La nouvelle production de Pauline Bayle rassemble dans le huis clos de l’usine les onze femmes du livret conçu par le compositeur. La scénographe Lisetta Buccellato [lire notre chronique de La traviata] a construit un vaste hall de caractère industriel mais sans machines, avec deux volées d’escaliers en fond de plateau. Deux extrémités de gaines de chaque côté de la scène crachent, en première partie, de fins rebuts de textiles qui s’amoncellent, au point de devoir les pousser vers le fond avec des balais. Plus précisément, ce sont d’abord neuf femmes qui s’alignent en avant-scène, occupées à coudre une banderole noire qui s’élève ensuite au-dessus des surtitres. On y lit COUDRE POUR EN DECOUDRE. Sylvie, la fille d’Odette, arrive peu après, les dix femmes attendant depuis trois heures Blanche, la représentante en discussion avec les cravates (la direction). Dans cette attente, elles se chamaillent sur leur âge, leur nationalité, leur qualification dans l’entreprise, entre employées et ouvrières, mais peuvent tout aussi bien jouer au football avec une grosse pelote de tissu. Les visages sont par instants projetés sur la paroi du fond, entre autres en gros plan sur les yeux.

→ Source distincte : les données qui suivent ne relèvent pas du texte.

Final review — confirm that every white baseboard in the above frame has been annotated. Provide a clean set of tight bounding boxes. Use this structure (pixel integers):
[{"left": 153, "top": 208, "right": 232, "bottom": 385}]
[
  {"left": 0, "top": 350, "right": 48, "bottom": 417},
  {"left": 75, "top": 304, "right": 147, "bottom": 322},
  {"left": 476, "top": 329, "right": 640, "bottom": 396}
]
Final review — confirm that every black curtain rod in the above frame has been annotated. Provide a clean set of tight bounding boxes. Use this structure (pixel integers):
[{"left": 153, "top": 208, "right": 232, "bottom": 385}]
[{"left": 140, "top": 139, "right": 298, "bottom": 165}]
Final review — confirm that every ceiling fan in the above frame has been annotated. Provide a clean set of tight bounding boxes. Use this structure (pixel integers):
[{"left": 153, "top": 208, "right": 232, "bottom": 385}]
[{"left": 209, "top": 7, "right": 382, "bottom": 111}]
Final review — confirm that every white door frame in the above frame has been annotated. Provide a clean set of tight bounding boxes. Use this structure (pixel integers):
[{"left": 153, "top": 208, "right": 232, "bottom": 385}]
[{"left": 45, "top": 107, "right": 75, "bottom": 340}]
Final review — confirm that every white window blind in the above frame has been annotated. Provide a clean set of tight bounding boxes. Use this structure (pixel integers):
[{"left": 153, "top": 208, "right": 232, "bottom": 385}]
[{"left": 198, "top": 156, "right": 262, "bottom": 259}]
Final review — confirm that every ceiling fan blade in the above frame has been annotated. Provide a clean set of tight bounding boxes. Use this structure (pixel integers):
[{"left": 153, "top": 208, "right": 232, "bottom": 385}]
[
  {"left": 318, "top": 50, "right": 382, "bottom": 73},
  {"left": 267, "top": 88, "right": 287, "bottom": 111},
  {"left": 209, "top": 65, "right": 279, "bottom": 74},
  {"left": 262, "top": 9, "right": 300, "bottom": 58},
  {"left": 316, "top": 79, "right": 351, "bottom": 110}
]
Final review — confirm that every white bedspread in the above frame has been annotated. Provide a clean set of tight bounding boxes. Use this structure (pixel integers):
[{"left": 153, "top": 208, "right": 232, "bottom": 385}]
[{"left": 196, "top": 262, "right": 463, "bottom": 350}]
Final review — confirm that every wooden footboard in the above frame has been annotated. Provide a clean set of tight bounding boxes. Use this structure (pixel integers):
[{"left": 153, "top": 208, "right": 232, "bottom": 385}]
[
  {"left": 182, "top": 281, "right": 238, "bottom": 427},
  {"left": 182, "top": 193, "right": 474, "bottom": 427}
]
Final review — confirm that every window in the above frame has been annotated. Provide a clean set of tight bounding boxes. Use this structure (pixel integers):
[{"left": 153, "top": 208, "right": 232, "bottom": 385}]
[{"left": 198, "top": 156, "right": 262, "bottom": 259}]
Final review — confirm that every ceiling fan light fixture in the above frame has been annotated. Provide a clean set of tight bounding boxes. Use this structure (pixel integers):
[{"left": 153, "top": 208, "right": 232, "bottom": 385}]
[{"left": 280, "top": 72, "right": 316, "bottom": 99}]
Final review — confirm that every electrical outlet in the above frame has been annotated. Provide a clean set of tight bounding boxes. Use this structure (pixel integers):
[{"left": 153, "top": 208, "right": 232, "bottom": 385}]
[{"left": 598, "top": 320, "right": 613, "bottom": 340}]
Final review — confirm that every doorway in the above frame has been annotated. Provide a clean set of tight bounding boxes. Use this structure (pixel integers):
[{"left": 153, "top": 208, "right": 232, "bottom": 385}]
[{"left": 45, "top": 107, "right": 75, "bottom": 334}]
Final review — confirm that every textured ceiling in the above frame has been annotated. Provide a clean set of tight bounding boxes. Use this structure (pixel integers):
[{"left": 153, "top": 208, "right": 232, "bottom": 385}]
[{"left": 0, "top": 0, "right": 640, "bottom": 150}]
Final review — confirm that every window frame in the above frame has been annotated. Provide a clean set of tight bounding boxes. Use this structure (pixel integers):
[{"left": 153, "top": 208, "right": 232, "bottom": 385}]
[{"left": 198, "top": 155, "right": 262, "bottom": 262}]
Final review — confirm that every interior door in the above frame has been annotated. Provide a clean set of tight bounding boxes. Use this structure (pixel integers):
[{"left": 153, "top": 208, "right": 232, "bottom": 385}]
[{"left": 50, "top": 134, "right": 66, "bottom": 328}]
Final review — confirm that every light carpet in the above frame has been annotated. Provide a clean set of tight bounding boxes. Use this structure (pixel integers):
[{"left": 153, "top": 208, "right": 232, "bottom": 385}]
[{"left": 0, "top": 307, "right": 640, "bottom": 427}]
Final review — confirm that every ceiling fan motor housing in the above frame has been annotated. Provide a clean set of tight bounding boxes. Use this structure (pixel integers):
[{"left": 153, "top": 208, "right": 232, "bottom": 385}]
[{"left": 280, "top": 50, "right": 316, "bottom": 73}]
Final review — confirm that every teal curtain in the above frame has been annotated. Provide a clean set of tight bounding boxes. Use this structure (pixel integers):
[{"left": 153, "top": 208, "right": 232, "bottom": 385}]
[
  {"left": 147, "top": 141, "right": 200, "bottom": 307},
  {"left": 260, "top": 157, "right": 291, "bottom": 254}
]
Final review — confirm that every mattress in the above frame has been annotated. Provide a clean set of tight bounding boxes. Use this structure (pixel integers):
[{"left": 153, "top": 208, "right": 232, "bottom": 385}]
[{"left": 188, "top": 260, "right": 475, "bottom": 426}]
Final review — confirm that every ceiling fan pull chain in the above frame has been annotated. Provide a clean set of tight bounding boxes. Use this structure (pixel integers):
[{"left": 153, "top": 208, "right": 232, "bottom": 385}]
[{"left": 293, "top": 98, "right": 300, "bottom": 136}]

Quand Blanche entre dans le hall, en haut de l’escalier, c’est pour délivrer une lettre que la direction adresse à chacune d’elles, notifiant le maintien de l’emploi à condition de rogner sur le temps de pause. Il est demandé au groupe de se décider dans un délai d’une heure. Au contraire de la plus expérimentée, Blanche (soixante-et-un ans) qui juge cette exigence comme un chantage, les dix autres femmes sont toutes favorables à accepter la modeste diminution du temps de pause si cela peut maintenir leur salaire, pour subvenir à leurs besoins vitaux. Le premier vote recueille dix voix pour et une voix contre. Mais Blanche développe ses arguments, expliquant que ces sept minutes représentent l’équivalent de six cents heures travaillées mensuelles par l’ensemble du personnel de la société (entreprise Picard et Roche, dans le livret). Les certitudes commencent à vaciller au deuxième vote : six pour, quatre contre et un bulletin nul, celui de Sophie qui l’a raturé. Un ultime tour, décisif, est nécessaire, dont le dépouillement donne cinq pour et autant de contre : le choix de Sophie devient déterminant lorsque le rideau tombe, laissant au spectateur une interprétation libre.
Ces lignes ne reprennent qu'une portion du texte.